Dalam keterangan tertulisnya, pemerintah menyampaikan bahwa proses pendataan telah melalui tahapan verifikasi dan validasi berlapis guna memastikan bantuan tepat sasaran.
Fokus pemerintah saat ini adalah mempercepat penyaluran bantuan kepada warga yang telah masuk dalam daftar penerima.
Rincian Bantuan Kerusakan RumahDana stimulan perbaikan rumah diberikan berdasarkan tingkat kerusakan, yaitu:
Rusak ringan sebesar Rp15 juta
Rusak sedang sebesar Rp30 juta
Rusak berat sebesar Rp60 juta, termasuk penyediaan hunian tetap.
Selain bantuan perbaikan hunian, setiap keluarga penerima juga memperoleh Bantuan Biaya Isi Rumah (BIR) sebesar Rp3 juta serta bantuan pemulihan ekonomi sebesar Rp5 juta.
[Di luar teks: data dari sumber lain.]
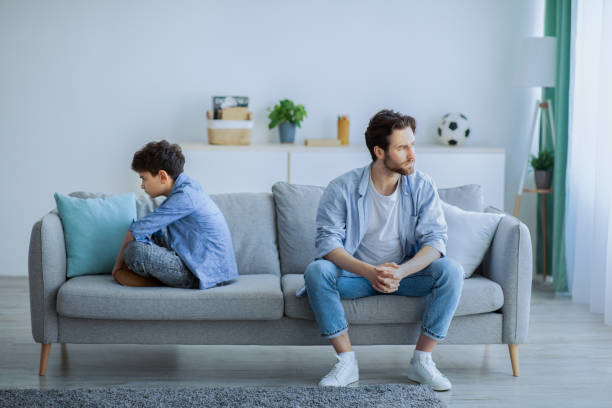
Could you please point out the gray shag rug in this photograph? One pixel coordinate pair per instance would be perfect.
(388, 396)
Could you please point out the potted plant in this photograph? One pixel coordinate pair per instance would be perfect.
(287, 116)
(543, 165)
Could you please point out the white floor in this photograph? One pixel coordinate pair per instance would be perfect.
(567, 361)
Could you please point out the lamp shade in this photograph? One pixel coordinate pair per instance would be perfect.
(538, 62)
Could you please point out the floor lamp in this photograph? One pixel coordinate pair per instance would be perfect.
(538, 69)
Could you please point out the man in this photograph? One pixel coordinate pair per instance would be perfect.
(381, 231)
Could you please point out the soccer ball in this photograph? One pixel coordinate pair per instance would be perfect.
(453, 129)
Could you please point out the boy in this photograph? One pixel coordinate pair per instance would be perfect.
(196, 251)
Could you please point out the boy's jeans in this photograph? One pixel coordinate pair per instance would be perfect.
(441, 282)
(159, 261)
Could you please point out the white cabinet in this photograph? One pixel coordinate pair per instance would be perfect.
(222, 169)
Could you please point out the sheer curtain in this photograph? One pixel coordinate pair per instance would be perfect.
(589, 169)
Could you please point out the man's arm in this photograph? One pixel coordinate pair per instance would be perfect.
(420, 261)
(382, 277)
(120, 260)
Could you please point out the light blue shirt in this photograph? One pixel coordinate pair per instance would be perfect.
(197, 232)
(343, 214)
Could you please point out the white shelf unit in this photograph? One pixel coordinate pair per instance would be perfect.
(255, 168)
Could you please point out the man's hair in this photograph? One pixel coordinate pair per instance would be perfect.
(382, 126)
(156, 156)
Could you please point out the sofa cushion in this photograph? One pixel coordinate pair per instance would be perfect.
(251, 220)
(469, 235)
(480, 295)
(249, 297)
(468, 197)
(296, 210)
(94, 229)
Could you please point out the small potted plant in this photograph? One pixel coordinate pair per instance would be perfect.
(543, 165)
(287, 116)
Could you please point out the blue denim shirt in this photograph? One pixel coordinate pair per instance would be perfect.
(197, 232)
(343, 214)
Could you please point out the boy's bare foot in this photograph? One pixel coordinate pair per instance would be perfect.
(126, 277)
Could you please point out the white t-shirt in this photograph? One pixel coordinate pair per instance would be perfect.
(381, 242)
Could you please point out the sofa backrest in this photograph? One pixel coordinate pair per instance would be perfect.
(296, 209)
(251, 220)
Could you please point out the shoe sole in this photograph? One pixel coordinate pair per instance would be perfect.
(352, 384)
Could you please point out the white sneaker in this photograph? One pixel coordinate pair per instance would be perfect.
(345, 372)
(424, 371)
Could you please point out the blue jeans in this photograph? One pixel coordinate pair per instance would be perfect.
(441, 282)
(158, 260)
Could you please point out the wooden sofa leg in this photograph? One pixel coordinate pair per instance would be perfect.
(45, 349)
(513, 349)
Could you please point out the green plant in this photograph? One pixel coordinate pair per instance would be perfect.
(286, 111)
(544, 161)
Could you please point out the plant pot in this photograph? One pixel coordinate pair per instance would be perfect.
(286, 131)
(543, 179)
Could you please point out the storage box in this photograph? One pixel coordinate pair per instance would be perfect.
(230, 132)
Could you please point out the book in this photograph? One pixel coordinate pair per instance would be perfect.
(322, 142)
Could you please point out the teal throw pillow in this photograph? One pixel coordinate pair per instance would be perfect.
(94, 229)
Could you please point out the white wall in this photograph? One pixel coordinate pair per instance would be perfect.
(83, 84)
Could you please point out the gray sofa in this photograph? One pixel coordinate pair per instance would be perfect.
(273, 236)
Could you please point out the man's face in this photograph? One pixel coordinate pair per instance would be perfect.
(152, 185)
(400, 156)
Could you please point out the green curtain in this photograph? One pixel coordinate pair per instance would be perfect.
(557, 24)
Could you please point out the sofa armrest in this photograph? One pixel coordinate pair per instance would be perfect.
(47, 272)
(508, 262)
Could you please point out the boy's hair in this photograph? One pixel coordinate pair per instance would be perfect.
(382, 126)
(156, 156)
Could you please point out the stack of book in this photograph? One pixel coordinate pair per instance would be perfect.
(230, 122)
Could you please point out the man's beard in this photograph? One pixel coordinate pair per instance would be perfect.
(392, 166)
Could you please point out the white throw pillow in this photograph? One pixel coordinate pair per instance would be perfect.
(469, 235)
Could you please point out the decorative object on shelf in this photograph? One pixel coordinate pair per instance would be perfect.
(454, 129)
(343, 129)
(322, 142)
(286, 115)
(538, 68)
(235, 131)
(224, 102)
(543, 165)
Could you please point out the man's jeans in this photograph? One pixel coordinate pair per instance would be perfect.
(441, 282)
(159, 261)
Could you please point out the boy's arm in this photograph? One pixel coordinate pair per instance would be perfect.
(119, 261)
(175, 207)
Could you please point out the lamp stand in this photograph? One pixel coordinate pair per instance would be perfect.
(545, 118)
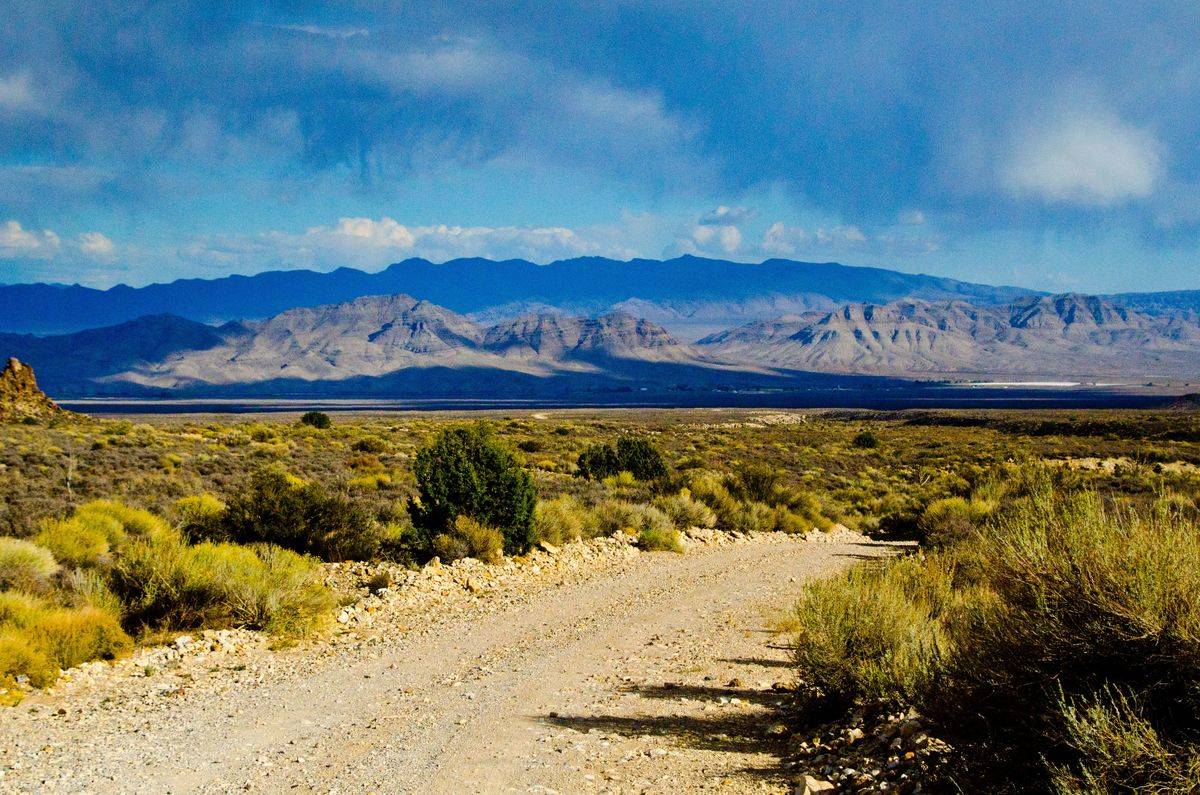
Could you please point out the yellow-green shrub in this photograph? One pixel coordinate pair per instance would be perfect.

Jaminan Hidup untuk memenuhi kebutuhan dasar selama masa transisi pemulihan, pemerintah menyalurkan Jaminan Hidup (Jadup) sebesar Rp450.000 per orang per bulan selama tiga bulan.
Tahapan Verifikasi dan PenyaluranPendataan korban sebelumnya dilakukan oleh kepala desa, kemudian diverifikasi dan divalidasi oleh pemerintah kabupaten/kota bersama unsur kepolisian dan kejaksaan.
Dengan selesainya seluruh tahapan tersebut, pemerintah memastikan penyaluran bantuan dilakukan secara bertahap sesuai data yang telah ditetapkan.
Pemerintah berharap bantuan ini dapat mempercepat pemulihan kondisi sosial dan ekonomi masyarakat terdampak bencana di ketiga provinsi tersebut.